Nathalie Rodrigues, Director of Programs, Generation of Social Innovations at MIS

For example, activity booklets customized to the needs of the partners and the people with whom they planned to speak were developed. Thus, interviews and conversations held remotely and later on in person in outdoor spaces, were organized with residents by Paroles d’excluEs and the Centre de pédiatrie sociale de Montréal-Nord (two partners in the Cluster project), in collaboration with the MIS team. These activities aimed to draw a portrait of daily life in times of confinement and identify project allies, information relays and the strategies deployed by the populations to inform themselves and meet their emerging needs.

“The interview conducted for the cluster’s project made me understand the challenging path the mother had to follow to get her child diagnosed, which is all the more complicated in the context of a pandemic.

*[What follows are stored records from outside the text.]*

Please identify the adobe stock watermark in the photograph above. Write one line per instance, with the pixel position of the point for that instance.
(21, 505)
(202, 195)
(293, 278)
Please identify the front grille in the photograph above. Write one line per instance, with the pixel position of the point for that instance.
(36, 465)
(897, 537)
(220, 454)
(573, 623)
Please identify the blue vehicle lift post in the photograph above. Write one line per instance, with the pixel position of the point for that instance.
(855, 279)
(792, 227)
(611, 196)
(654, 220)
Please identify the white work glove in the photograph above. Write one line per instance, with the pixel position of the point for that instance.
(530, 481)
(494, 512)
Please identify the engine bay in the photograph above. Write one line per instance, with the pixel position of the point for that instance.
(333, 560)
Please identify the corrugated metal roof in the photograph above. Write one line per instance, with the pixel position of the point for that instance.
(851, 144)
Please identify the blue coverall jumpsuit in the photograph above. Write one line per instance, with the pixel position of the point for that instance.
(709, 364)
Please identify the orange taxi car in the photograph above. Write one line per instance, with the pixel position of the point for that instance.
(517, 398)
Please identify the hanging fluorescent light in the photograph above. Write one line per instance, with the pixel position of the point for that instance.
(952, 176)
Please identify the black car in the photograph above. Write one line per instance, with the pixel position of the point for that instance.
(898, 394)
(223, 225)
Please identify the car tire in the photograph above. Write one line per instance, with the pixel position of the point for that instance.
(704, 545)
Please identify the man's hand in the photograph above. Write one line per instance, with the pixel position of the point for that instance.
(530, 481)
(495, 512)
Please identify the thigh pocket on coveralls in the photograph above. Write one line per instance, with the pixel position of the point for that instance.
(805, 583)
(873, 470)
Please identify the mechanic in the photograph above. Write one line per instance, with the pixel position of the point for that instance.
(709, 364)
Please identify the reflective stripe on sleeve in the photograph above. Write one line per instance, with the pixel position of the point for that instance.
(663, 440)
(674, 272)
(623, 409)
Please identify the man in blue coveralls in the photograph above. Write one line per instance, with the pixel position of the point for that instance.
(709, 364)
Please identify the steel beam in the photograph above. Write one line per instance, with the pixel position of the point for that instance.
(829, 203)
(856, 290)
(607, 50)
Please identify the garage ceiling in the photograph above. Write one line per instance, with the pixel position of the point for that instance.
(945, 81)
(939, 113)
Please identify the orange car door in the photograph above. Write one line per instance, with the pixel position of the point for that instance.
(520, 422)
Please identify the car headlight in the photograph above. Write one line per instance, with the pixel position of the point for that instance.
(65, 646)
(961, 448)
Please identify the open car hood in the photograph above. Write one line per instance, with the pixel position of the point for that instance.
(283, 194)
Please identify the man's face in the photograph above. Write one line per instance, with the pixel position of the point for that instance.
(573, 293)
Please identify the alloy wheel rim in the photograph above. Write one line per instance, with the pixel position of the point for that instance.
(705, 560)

Beyond the support offered to the child, I now realize that it is also necessary to reflect on the needs of the parents and the importance of making known the obstacles encountered in order to facilitate the journey of families in similar situations.”

Alice Fessard, Psychomotrician at the Centre de pédiatrie sociale de Montréal-Nord

A learning process that will keep going this fall with several face-to-face activities

Carried out in a context of trust and respect, this listening approach, which took place in the spring and summer, was very positively received by the people involved in the project. In addition to gathering information useful to the project, these discussions provided an opportunity to exchange on the realities experienced in a context of loneliness and isolation due to the confinement imposed by COVID-19.

The process revealed, in particular, the contribution of religious communities and relay persons as ideal channels of communication with the local population. While religious communities are trusted interlocutors to whom people naturally turn in times of crisis, relay citizens are committed individuals and natural leaders who play an important role in reducing the isolation of vulnerable people and in assuming a unifying role for greater social cohesion in their community. Many community players in Montréal-Nord have initiated this system of relay persons.

“The relay citizen enables the project partners to connect directly with users and to engage in an empowering approach to build on social capital and emerging community resilience in times of crisis, but also beyond the pandemic. It is a model which, in the times of COVID-19, has once again demonstrated its great effectiveness and which should be explored in the framework of the future cluster for its leverage effect in terms of communication, information, and bringing together users and providers of community and social health services.”

Michel Lorange, Chairman of the Board of the Centre de pédiatrie sociale de Montréal-Nord

In the coming weeks, the team of the Community and Social Health Cluster will continue the listening phase that began in April 2020. We can only raise our hats and thank these partners for their determination to work together to carry out a social innovation project for the benefit of the residents of Montréal-Nord, while playing a key role in being on the front line in times of pandemic.